In this book we learn a great deal about Jewish-Hungarian life. There are acute observations about Hungarians’ mistrust of one other, and Kiss records her shock, after living outside of Hungary for seventeen years, over “how quickly people lose their temper, the sheer fury that erupts when someone emits an innocent, but apparently, wrong signal.” Or about nationalism: “Without realising it, we grew up with the enforced image of Hungary as a nation of incomparable talent that had undergone incomparable suffering and thus deserved the very best that fate could offer by way of recompense.” Of course, she also realizes that “suffering did not entitle you to anything.” (pp. 73-74)

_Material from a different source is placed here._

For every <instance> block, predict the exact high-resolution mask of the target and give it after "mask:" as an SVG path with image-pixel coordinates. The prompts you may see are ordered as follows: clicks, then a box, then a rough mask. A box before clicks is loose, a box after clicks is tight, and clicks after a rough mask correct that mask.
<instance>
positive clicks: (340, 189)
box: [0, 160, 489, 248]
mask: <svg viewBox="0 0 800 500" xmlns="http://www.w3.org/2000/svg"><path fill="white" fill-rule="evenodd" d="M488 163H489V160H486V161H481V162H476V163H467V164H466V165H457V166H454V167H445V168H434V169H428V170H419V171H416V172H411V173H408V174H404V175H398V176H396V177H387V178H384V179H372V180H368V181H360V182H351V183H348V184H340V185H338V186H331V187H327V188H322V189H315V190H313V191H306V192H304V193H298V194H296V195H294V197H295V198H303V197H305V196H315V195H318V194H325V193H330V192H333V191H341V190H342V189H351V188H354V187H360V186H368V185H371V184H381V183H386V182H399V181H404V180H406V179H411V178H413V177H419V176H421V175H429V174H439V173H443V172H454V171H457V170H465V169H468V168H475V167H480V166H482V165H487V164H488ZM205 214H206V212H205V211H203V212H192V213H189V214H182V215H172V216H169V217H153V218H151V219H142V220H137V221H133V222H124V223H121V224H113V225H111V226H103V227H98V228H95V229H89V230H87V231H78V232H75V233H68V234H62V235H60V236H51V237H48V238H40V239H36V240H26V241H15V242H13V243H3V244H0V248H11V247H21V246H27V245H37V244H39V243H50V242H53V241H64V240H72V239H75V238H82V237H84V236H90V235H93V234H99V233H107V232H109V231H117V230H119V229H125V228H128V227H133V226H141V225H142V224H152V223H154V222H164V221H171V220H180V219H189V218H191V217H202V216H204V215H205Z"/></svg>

The recurring theme of the book is captured in phrases that refer to the slow death of the father without any physical sign of illness. For example, “It may be that the summer my father died really started in the summer of 1956.” Or “My father’s death visibly began in the summer of 1992 at the outbreak of the first Yugoslavian war.” To my mind, Yudit Kiss here is saying that her father’s “Cause” was dying and with it he himself.
Near the end of the book she asks: “Could my father have lived a different life? Could he have broken the ties that bound him to communism? Did he have any choice in the matter? [Jan Kott’s and Joseph Stiglitz’s] examples showed that early commitments are not necessarily lifelong. But what does it take to bring about such a radical conversion? Courage, honesty, accident, vanity?” And she adds: “One night it struck me that it wasn’t my father I was mourning, but the person he might have been. I thought he had failed to realise his true self, but that the possibility remained in him right to the moment he died. Under that badly cut commissar suit there was an old-fashioned humanist patiently waiting to emerge” (p. 221).
The Summer My Father Died is such a rich book that no book review can ever do it justice. One must read it.